The ruling will make it harder in some cases for businesses to transfer cases to federal court, which is perceived to be a more level playing field for defendants, says an expert.
The ruling in Home Depot USA v. Jackson focused on the U.S. code’s general removal statute and the 2005 Class Action Fairness Act, and whether Home Depot USA Inc. could be considered a defendant under both laws.
In June 2016, Citibank NA filed a debt-collection action against George Jackson in North Carolina state court alleging he was liable for charges incurred on a Home Depot credit card, according to the ruling.
In August 2016, Mr. Jackson filed a counterclaim against Citibank and third-party class action claims against Atlanta-based Home Depot and Charlotte, North Carolina-based Carolina Water Systems Inc.
He alleged there was a scheme between Home Depot and Carolina Water Systems to induce homeowners to buy water treatment systems at inflated prices, said the ruling.
Citibank dismissed its claim against Mr. Jackson in September 2016. A month later, Home Depot filed a notice to remand the case to federal court.
Mr. Jackson, who removed any reference to Citibank in the litigation, moved to remand the case back to state court. The U.S. District Court in Charlotte approved Mr. Jackson’s motion, which was subsequently upheld by the 4th U.S. Circuit Court of Appeals in Richmond, Virginia.
The Supreme Court affirmed the 4th Circuit’s ruling. The U.S. civil code’s general removal statute provides “any civil action” over which a federal court would have original jurisdiction may be removed to federal court, said the ruling. In addition, the Class Action Fairness Act provides that class actions may be removed to federal court by “any defendant without the consent of all defendants,” said the opinion.
“In this case, we address whether either provision allows a third-party counterclaim defendant — that is, a party brought into a lawsuit through a counterclaim filed by the original defendant — to remove a counterclaim against it” to federal court.

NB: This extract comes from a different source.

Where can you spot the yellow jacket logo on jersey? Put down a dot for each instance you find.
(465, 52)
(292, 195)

The court ruled they do not because the term “defendant” in these statutes “refers only to the party sued by the original plaintiff,” said the majority opinion, in affirming the 4th Circuit’s ruling.
The dissent said both the original and third-party defendants are defendants to legal claims and did not choose to be in state court. The majority opinion “reads an irrational distinction into both removal laws and flouts their plain meaning, a meaning that context confirms, and today’s majority simply ignores.”
Observers say the vote in the case had an unusual configuration, with conservative Justice Clarence Thomas, who wrote the majority opinion, joined by liberal justices Ruth Bader Ginsburg, Stephen G. Breyer, Elena Kagan and Sonia Sotomayor.
Judge Samuel A. Alito wrote the dissenting opinion, and was joined by Justices John G. Roberts Jr., Neal M. Gorsuch and Brett M. Kavanaugh.
Mr. Jackson’s attorney had no comment, while Home Depot did not respond to a request for comment.
Matthew A. Waring, an associate with Mayer Brown LLP in Washington, who was not involved in the case, said the ruling “creates a certain group of class action lawsuits that businesses won’t be able to remove to federal court.”
Ordinarily, if a business were sued in state court in a class action case, and it meets certain requirements of the Class Action Fairness Act, “the business can remove it to the federal courts, which is where most businesses prefer to be. “
But now, an individual can file class actions in state court against businesses that were not part of the original lawsuit, which was the case with Home Depot.
Mr. Waring said Congress passed the Class Action Fairness Act “because they felt that the defendants in these big class actions were not getting a fair shake in the state court.” In federal court, he said, “You have more procedures to make sure things like class actions are handled appropriately.”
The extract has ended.